If we want to be strict about the _actual_ achieved exposure and the 18% gray story (which is basically useless, but interesting from a technical point of view), white balance should be entered into the equation.
However I always considered the discussion about the 18% and the actual exposure quite useless for several reasons:
- Camera exposure settings are not fine tuned, they are rounded to 1/3EV (this means an average error of at least 1/12EV=0.08EV, and max error of at least 1/6EV=0.17EV).
- Any RAW development and/or processing will involve tonal shifts (any level adjustment means a tonal shift), that can both corrrect or ruin the 18% criteria. In fact most RAW developers like ACR calculate the initial settings to obtain a pleasant image, not using any 18% criteria.
- The precise point from saturation at which each digital camera locates a light metered area is irrelevant. Cameras with a large gap from metering to sat can be used with +EC to compensate for this. Cameras with a reduced highlight headroom from metering to sat can be used with a systematic -EC compensation.
At least for RAW shooters
, the only important thing to know is how your camera behaves: i.e. how many EV it allows from metering to sat, and act accordingly depending on your needs and situation.

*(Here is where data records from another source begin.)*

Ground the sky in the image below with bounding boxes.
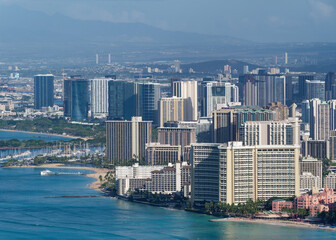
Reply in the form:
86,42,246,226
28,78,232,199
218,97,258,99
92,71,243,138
1,0,336,42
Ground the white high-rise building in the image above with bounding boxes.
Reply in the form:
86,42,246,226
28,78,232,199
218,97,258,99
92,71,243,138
243,65,249,74
309,99,330,140
329,100,336,131
285,52,288,65
91,78,112,117
203,81,239,117
173,80,198,121
191,142,300,206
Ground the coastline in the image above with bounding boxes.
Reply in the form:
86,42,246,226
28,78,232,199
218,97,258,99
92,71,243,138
6,163,110,191
0,129,89,141
5,164,336,234
210,217,336,232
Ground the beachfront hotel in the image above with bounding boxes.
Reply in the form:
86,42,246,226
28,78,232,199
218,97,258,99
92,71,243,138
273,186,336,216
116,162,191,195
191,142,300,206
106,116,152,165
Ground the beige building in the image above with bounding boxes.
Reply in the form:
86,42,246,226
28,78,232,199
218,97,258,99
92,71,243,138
159,97,192,127
324,172,336,190
106,116,152,165
145,143,181,165
300,157,322,188
264,102,289,120
172,80,198,121
300,172,321,192
191,142,300,206
212,106,274,143
158,127,196,159
243,118,300,146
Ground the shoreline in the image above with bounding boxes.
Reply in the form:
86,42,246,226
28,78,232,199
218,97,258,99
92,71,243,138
5,164,336,234
6,163,110,191
0,129,89,141
210,217,336,232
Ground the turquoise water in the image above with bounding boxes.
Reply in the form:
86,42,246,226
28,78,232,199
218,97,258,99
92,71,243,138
1,168,336,239
0,130,73,142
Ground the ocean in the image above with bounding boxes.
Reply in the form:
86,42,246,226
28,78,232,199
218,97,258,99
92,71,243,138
1,167,336,239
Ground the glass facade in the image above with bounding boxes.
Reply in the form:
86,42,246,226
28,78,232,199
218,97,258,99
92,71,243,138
34,75,54,109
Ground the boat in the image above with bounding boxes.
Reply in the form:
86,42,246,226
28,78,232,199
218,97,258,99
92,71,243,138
40,170,54,176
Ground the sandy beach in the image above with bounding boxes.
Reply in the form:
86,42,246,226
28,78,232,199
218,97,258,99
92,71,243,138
7,163,111,191
210,217,336,232
0,129,91,141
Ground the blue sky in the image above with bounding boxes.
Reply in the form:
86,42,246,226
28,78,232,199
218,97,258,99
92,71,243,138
1,0,336,42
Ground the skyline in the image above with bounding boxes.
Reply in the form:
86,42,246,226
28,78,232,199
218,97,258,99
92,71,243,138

These are the RAW log2 histograms from shots made over a tungsten uniformly lighted surface, according to camera metering for 350D and 5D:
Both cameras in their 3 RAW channels produce a RAW level well below (more than 1EV) the expected [18% -> -2.5EV
] or the [128 in a gamma 2.2 encoding -> -2.2EV
], so even after a positive white balance it won't reach the expected middle gray (128) in a 2.2 gamma encoding. But it's unimportant.